こうした露骨なヘイトスピーチを知った人々の多くは眉をひそめ、「日本の恥だ」という非難も上がっています。あるいは「ああいうのは日本人のごく一部がやっているだけだ。全ての日本人が彼らと同じだと思わないでほしい」という意見もよく聞きます。
しかし、こうした
露骨な形のヘイトスピーチは、はたして「一部のおかしな人間がおかしなことを言っている」で済ませることができる問題でしょうか。
また、彼らへの批判の中には「主張には賛同できるがやり方(下品な罵倒など)がよくない」といったものもあります。はたして在特会の、そしてヘイトスピーチの問題の本質は「下品さ」にあるのでしょうか。
2013年現在、一万人以上の会員を有する
(※注)在特会が結成されたのは2006年のことですが、その数年前からネットを中心に「嫌韓(反韓)」と呼ばれる言説が目立つようになってきました。

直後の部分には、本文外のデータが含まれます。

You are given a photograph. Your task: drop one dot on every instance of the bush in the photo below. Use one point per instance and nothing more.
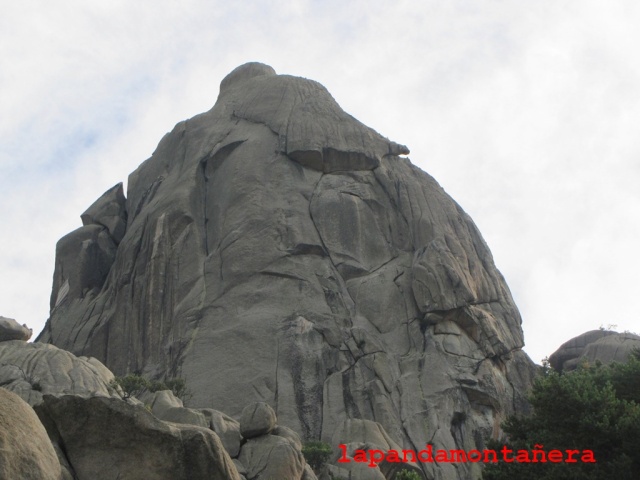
(133, 385)
(592, 408)
(316, 454)
(405, 474)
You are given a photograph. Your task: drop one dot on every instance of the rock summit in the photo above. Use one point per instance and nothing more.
(274, 249)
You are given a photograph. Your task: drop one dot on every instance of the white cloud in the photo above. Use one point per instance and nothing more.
(527, 114)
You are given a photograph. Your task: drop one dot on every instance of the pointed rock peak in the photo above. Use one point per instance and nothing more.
(245, 72)
(312, 128)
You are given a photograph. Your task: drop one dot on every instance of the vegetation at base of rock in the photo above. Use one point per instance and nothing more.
(133, 385)
(316, 454)
(595, 407)
(407, 475)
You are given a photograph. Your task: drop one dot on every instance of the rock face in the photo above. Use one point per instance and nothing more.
(26, 453)
(278, 250)
(603, 345)
(34, 369)
(12, 330)
(106, 438)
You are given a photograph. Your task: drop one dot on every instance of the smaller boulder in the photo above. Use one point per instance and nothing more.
(186, 416)
(270, 456)
(596, 345)
(227, 429)
(161, 401)
(25, 449)
(257, 419)
(12, 330)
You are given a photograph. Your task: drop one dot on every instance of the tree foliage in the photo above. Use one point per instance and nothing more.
(405, 474)
(133, 385)
(592, 408)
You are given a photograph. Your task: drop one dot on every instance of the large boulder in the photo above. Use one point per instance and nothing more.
(26, 453)
(605, 346)
(277, 250)
(35, 369)
(12, 330)
(106, 438)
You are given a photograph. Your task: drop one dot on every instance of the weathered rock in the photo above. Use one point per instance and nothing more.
(161, 401)
(358, 434)
(105, 438)
(110, 212)
(257, 419)
(286, 432)
(227, 429)
(32, 370)
(188, 416)
(83, 260)
(603, 345)
(26, 453)
(308, 473)
(278, 250)
(270, 456)
(12, 330)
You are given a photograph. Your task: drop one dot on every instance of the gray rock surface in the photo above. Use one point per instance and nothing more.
(271, 456)
(278, 250)
(603, 345)
(12, 330)
(257, 419)
(226, 428)
(106, 438)
(110, 212)
(32, 370)
(26, 453)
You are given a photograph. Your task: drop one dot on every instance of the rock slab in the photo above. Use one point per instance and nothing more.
(26, 453)
(106, 438)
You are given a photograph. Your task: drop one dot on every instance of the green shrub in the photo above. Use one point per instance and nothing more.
(594, 407)
(316, 454)
(133, 385)
(405, 474)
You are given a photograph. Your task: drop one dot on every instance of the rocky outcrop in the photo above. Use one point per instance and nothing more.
(107, 438)
(277, 250)
(12, 330)
(26, 453)
(596, 345)
(35, 369)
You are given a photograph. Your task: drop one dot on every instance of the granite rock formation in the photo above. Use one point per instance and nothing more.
(107, 438)
(277, 250)
(12, 330)
(32, 370)
(26, 453)
(605, 346)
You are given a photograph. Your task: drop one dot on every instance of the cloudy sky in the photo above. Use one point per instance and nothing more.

単に「韓国が嫌い」という主張なら、好き嫌いは個人の自由ですからどうということはないでしょう。あるいは韓国(政府)の主張や政策に反対したり抗議することもただそれだけで非難されるべきことではありません。しかし
「嫌韓」言説の多くは、韓国(・朝鮮、および在日コリアン)に対する軽蔑・嘲笑・憎悪を煽るものである上、ほとんどがデマや悪質な印象操作に基づくものでした。
また、そうした言説の根拠として、韓国の主張とされる問題(いわゆる朝鮮人強制連行や慰安婦問題などの歴史問題・歴史認識)はデタラメであると主張する
歴史修正主義が利用されています。こうした歴史修正主義は1990年代半ばに
「新しい教科書を作る会」や
「自由主義史観研究会」、およびそれに賛同した
小林よしのり氏や「右派」とされる文化人・メディア・政治家などによって流布され、定着し、一定の支持を得るまでに至りました。ヘイトスピーチを考える上で、このことを抜きにしては語れないでしょう。
さらに言うなら、そうした歴史修正主義の台頭をなぜ日本(人)は許してしまったのか、という問題についても考えなくてはならないでしょう。日本(人)が戦前の植民地支配や戦争責任・戦後責任と充分に向き合うことをせず、あいまいな形で決着を回避し続けた、その「ツケ」がヘイトスピーチという形で現れたのではないでしょうか。
現在、ヘイトスピーチやネット上ではびこる「嫌韓」言説による当事者(在日コリアン)の被害は深刻なものです。一方で無知や偏見からヘイトスピーチや「嫌韓」言説を支持・拡散し、加害に加担している人も少なからずいます。
このような被害者・加害者を少しでも減らすため、このサイトは立ち上げられました。読者の方の問題理解の一助となれば幸いです。
(※注)この中には在特会に反対する立場ながら情報収集のために会員登録をしている人や、会から離れたものの退会手続きをしていない人なども相当数含まれていると思われますが、それを踏まえても無視できない規模です。